Psychotic and mood disorders share several key clinical features, including:

• cognitive deficits
• substance use disorders (especially Cannabis and alcohol) as a common comorbidity
• increased suicide risk
• high prevalence of smoking
• premature mortality, by 10 to 20 years
• anxiety as a common comorbidity
• elevated cardiometabolic risk factors, even before pharmacotherapy
• recurrent relapses lead to treatment resistance
• various degrees of fixed false beliefs (delusions)
• perceptional aberrations (various types of hallucinations)
• response to dopamine-serotonin an­­tagonists (atypical antipsychotics) as monotherapy or adjunctive therapy.

While it is fair to say that a diagnostic manual like DSM-5 should focus on the diagnosis of individual psychiatric diseases and syndromes, it is also reasonable to say that focusing primarily on clinical features does not do justice to the biologic complexities of psychiatric disorders and the importance of including biomarkers to increase the validity of psychopathological categories. The shared neurobiologic and clinical features across major psychiatric syndromes, such as schizophrenia, bipolar disorders, and depression, indicate how multifaceted psychiatric diagnosis can be. The same approach is applicable to other psychiatric syndromes, such as anxiety, personality disorders, attention-deficit/hyperactivity disorder, or dementia. Our field should move firmly and steadily toward a diagnostic schema that incorporates ongoing breakthroughs in psychiatric neuroscience as soon as they are replicated.

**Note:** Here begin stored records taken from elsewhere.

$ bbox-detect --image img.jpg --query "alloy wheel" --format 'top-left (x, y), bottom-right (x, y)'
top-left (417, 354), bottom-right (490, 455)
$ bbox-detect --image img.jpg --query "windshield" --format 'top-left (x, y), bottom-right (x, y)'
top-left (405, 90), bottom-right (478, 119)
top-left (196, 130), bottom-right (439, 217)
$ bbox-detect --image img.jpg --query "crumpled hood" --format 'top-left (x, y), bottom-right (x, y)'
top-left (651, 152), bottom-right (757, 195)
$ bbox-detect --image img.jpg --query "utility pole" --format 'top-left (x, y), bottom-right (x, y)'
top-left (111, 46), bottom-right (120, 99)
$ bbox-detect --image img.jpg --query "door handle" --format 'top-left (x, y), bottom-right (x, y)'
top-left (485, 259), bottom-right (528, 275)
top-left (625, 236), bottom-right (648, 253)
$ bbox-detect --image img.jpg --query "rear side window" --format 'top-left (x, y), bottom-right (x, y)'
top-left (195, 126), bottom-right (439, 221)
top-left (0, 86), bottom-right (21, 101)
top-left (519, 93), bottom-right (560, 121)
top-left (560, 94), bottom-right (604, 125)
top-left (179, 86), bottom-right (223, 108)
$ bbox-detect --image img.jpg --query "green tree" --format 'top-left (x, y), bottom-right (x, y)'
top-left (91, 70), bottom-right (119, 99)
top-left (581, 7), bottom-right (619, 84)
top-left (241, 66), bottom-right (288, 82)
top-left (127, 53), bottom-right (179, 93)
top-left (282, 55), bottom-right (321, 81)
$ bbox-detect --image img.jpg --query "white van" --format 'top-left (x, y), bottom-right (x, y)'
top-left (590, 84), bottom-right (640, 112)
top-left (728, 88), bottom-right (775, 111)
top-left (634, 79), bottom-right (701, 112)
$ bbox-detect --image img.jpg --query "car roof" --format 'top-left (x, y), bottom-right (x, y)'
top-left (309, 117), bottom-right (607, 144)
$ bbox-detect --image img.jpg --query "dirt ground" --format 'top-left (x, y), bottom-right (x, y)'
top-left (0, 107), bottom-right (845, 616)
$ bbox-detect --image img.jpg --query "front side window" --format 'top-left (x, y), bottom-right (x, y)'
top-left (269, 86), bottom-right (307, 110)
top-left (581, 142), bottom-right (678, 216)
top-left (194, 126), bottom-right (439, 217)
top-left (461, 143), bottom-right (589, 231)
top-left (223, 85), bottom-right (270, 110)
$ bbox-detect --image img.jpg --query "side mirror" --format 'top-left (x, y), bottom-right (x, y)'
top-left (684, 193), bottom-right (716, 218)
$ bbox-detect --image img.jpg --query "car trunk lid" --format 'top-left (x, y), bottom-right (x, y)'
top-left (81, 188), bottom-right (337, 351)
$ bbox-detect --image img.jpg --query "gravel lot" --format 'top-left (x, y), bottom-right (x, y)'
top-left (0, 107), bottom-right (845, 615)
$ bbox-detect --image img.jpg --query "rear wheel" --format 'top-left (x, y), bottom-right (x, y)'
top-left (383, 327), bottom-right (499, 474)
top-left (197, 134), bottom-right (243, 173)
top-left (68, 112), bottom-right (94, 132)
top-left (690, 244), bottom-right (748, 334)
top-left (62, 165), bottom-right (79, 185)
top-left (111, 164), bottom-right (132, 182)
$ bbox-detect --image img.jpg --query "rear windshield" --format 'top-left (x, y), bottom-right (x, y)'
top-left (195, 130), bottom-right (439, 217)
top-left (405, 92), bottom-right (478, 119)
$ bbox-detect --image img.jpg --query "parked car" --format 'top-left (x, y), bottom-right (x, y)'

If psychopathology is a forest, then DSM-5 is a simplistic depiction of each tree’s structure as roots, a trunk, branches, and leaves. Psychiatry needs to move to a far more sophisticated perspective of each tree as an amazingly complex, dynamic, and evolving organism, designed genetically but continuously influenced by its environment. Psychiatry also should keep an eye on the entire forest and detect distinctive patterns as well as idiosyncratic or shared features among the trees. Major insights will ensue about the etiology, course, and management of each diagnostic tree or the mosaic of related trees.